In a barbershop quartet, the ring is that moment when a chord locks and overtones appear that none of the individual singers produced. But here’s what’s actually happening: you’re trying to produce a perfect tone, and you would if you could, but your individuality is going to sneak in. The way you attack a note, the way you release it, the way you individuate yourself in performance — that creates something audible that adds to the character of the group. Call it the quartet’s formant. That lock and ring and efficient, genuine delivery — the combination forces you to give and take with your own abilities, your own solo character, to give away a certain amount of what you are to serve the group. And as each singer makes those adjustments — for ability, for the music, for the performance, in service of something that isn’t themselves — they give up a bit of what they are. Then everyone has to adjust on the fly to everyone else’s adjustments. When it works, it’s magic, and there’s a reason it feels like magic.

So What?

Understanding this pattern doesn’t just give you a way to think about AI. It gives you a lens for thinking about anything that involves information flowing between parts.

When a group at work is stuck in groupthink, that’s redundancy dominance. When a committee can’t make a decision because everyone’s pulling in different directions, that’s synergy without stability. When a relationship feels like it’s on rails — predictable, comfortable, slightly dead — that’s the stability side. When it feels like chaos — exciting but unsustainable — that’s the integration side.

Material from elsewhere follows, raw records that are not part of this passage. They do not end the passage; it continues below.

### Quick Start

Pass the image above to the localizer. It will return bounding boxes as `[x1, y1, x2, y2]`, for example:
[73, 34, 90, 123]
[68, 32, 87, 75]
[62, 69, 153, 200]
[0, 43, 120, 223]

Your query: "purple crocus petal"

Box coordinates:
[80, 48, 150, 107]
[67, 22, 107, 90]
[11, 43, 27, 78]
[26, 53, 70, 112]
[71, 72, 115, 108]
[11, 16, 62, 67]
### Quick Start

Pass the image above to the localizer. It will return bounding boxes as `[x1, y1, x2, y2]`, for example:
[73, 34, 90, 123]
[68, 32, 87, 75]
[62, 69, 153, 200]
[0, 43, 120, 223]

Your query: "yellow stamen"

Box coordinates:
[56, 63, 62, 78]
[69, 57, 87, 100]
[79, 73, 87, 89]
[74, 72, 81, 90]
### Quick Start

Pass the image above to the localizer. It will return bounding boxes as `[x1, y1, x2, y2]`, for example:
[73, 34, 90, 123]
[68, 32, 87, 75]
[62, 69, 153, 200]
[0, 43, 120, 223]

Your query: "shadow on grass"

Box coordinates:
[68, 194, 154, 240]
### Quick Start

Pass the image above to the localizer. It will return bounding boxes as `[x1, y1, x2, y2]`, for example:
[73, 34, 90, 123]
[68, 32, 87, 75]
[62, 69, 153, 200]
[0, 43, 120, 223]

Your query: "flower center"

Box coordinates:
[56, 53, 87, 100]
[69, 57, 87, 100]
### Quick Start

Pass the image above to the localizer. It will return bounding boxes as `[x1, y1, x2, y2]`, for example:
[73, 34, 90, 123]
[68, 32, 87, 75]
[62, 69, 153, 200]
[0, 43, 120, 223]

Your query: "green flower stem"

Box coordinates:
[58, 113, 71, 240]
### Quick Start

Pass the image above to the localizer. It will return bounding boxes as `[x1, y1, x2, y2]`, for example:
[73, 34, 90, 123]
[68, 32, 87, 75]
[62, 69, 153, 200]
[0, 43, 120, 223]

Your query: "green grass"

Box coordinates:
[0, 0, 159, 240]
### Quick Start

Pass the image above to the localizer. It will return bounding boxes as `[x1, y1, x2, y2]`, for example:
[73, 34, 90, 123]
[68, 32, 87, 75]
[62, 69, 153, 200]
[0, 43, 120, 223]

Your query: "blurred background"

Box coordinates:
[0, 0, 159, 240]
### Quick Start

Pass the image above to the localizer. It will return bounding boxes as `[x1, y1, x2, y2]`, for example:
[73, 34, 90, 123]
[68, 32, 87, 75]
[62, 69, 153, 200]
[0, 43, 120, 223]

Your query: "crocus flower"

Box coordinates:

The same question applies everywhere: is this system at the critical point, or is it stuck on one side? Is it optimizing for stability when it needs integration, or for integration when it needs grounding?

And here’s the thing about the AI smooth, that agreeable, confident, slightly wrong feeling: it’s the stability extreme dressed up to look like integration. It has all the surface features of understanding without the thermodynamic cost of actual integration.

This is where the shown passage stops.